Aujourd'hui certains considèrent que la démocratie réside dans quelques centaines de personnes assemblées Place de la République et qui ne représentent qu'elles-mêmes. D'autres, ou les mêmes, signent toutes les pétitions "citoyennes" possibles en considérant qu'elles sont l'expression de la démocratie, alors qu'une seule personne peut signer la même pétition autant de fois qu'il a d'adresses courriel. Le mot "démocratie" est si joyeusement galvaudé que l'on risque d'en oublier le sens et bientôt la pratique.

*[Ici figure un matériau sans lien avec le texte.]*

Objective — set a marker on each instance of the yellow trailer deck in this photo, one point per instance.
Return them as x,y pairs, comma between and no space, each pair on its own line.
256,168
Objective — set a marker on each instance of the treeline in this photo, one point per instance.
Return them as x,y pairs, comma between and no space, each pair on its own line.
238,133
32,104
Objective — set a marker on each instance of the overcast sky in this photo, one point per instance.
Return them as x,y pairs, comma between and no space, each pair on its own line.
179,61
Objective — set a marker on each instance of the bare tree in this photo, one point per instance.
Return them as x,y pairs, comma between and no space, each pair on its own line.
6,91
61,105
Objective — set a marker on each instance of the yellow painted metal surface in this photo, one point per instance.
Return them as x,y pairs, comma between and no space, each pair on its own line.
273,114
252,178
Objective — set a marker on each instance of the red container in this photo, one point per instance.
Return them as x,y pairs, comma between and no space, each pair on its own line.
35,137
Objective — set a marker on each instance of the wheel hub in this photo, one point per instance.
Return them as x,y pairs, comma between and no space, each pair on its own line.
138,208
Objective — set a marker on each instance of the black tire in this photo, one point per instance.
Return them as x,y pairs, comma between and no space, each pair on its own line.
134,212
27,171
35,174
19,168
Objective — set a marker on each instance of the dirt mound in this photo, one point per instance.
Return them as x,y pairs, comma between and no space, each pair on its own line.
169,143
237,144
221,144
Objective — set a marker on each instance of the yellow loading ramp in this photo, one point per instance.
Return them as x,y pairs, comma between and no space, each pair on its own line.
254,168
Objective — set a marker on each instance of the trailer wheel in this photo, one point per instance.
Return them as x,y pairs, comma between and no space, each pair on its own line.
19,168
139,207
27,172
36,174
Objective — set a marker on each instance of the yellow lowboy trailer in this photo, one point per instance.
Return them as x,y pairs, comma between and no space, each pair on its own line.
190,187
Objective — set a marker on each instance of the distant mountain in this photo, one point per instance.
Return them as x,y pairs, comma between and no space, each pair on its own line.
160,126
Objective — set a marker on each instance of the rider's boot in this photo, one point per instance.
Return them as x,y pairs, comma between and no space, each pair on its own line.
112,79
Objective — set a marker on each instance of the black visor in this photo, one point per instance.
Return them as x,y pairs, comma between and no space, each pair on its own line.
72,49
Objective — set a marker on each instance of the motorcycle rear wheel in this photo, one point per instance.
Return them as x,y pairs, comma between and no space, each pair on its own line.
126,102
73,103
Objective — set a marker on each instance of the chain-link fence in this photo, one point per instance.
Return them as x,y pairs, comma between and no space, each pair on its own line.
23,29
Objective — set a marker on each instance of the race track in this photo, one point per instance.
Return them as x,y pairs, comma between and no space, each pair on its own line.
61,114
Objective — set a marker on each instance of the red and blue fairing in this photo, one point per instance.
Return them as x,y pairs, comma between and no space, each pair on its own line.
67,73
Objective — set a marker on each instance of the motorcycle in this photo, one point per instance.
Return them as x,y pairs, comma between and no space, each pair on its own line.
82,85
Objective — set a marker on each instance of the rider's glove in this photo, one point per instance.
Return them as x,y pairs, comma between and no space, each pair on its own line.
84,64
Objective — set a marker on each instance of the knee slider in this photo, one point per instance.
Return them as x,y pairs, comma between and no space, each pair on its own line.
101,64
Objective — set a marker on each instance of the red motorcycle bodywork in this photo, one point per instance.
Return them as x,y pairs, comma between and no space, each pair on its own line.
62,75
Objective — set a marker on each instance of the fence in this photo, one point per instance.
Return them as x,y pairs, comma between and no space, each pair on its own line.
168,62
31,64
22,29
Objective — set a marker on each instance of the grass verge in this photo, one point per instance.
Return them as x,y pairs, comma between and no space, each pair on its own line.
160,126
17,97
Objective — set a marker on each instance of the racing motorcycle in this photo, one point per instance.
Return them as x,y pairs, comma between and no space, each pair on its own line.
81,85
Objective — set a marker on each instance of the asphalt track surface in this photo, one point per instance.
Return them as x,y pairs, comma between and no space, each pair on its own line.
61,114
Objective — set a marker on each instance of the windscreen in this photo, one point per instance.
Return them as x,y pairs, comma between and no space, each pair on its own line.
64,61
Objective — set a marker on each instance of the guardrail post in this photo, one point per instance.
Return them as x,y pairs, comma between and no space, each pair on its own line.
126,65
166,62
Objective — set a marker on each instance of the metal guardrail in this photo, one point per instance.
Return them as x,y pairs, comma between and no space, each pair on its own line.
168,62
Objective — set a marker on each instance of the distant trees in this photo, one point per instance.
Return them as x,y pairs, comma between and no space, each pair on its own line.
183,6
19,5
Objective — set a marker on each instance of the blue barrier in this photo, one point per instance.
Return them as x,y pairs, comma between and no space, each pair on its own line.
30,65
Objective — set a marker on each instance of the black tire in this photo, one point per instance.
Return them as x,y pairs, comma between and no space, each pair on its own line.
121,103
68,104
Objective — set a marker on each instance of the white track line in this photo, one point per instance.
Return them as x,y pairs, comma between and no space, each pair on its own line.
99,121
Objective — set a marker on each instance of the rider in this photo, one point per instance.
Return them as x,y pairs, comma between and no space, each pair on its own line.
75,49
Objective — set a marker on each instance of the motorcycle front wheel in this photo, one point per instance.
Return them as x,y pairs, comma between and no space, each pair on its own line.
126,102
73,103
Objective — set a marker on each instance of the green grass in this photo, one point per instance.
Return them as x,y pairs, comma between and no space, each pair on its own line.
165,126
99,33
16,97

Alors, pour une fois, rendons hommage à François Hollande qui a déclaré, dans son discours de Crolles du 18 mars 2017 : "La démocratie est en danger quand des impulsions éclipsent la raison, quand l'invective masque les perspectives, quand le tweet remplace le texte (...)".
Sur les notions de démocratie et d'Etat de droit : introduction du manuel de libertés publiques.

1 commentaire:

  1. === DES DERIVES DU MONDE DE LA POST-VERITE ===

    Une fois de plus, votre mise au point fondée sur l'analyse du droit positif (droit constitutionnel dans le cas de figure) est salutaire pour clouer le bec à tous ces perroquets médiatiques qui parlent sans savoir. Votre démarche oppose la force du discours de la méthode à la faiblesse du discours du médiocre.

    1. LA FORCE DU DISCOURS DE LA METHODE

    Depuis René Descartes, nous sommes censés savoir l'importance qui s'attache à la rigueur du raisonnement, à la puissance de la raison dans toute démonstration qu'elle soit scientifique ou juridique. Dans le monde de la toile et autres "fake news" (information "bidon"), nous sommes loin du compte. Le recours au seul droit positif est incontournable pour expliquer un problème de droit constitutionnel et non un problème de politique politicienne. Il se conçoit et s'énonce aussi clairement que vous ne le faites dans votre dernier post.

    2. LA FAIBLESSE DU DISCOURS DU MEDIOCRE

    La démocratie française est malade. Sa pathologie se situe au confluent de trois maux :

    - le mal du politique. Comment expliquer la situation actuelle en France sans souligner le discrédit de la classe politique ? Nos hommes politiques, qui devraient parfaitement être informés du contenu du texte fondamental qu'est la constitution de 1958, se comportent comme des gogos sur ce plan. Une mise au point, un rappel à l'ordre sous forme d'un communiqué factuel de l'exécutif sur la question des ordonnances aurait permis de ramener les brebis égarées sur le droit chemin du droit.

    - le mal du média. Nos folliculaires préférés, si prompts à se quereller sur la taille de la barbe de notre premier ministre, sur la couleur du tailleur de la première dame et autres vétilles, laissent passer ce genre d'âneries sans coup férir. Il est vrai qu'en revenir à la lecture de la constitution ne fait pas le buzz. Il impose également de lire ce texte peu ludique, faut-il le confesser !

    - le mal du citoyen. Force est de constater que le citoyen moyen est peu ou mal éduqué après son passage dans l'enseignement sur le cadre juridique de la vie politique. On préfère lui bourrer le crâne avec des questions aussi fondamentales que le genre, le bien-être... en lieu et place de lui former l'esprit avec des enseignements fondamentaux. Nous en mesurons le résultat chaque jour.

    "Les remparts contre la partialité de l'information sont difficiles à construire, cette dernière étant toujours la proie du hasard, du mensonge, de la rumeur ou d'intérêts divers ..." ("Histoire secrète des RG", Brigitte Henri, Flammarion, page 535).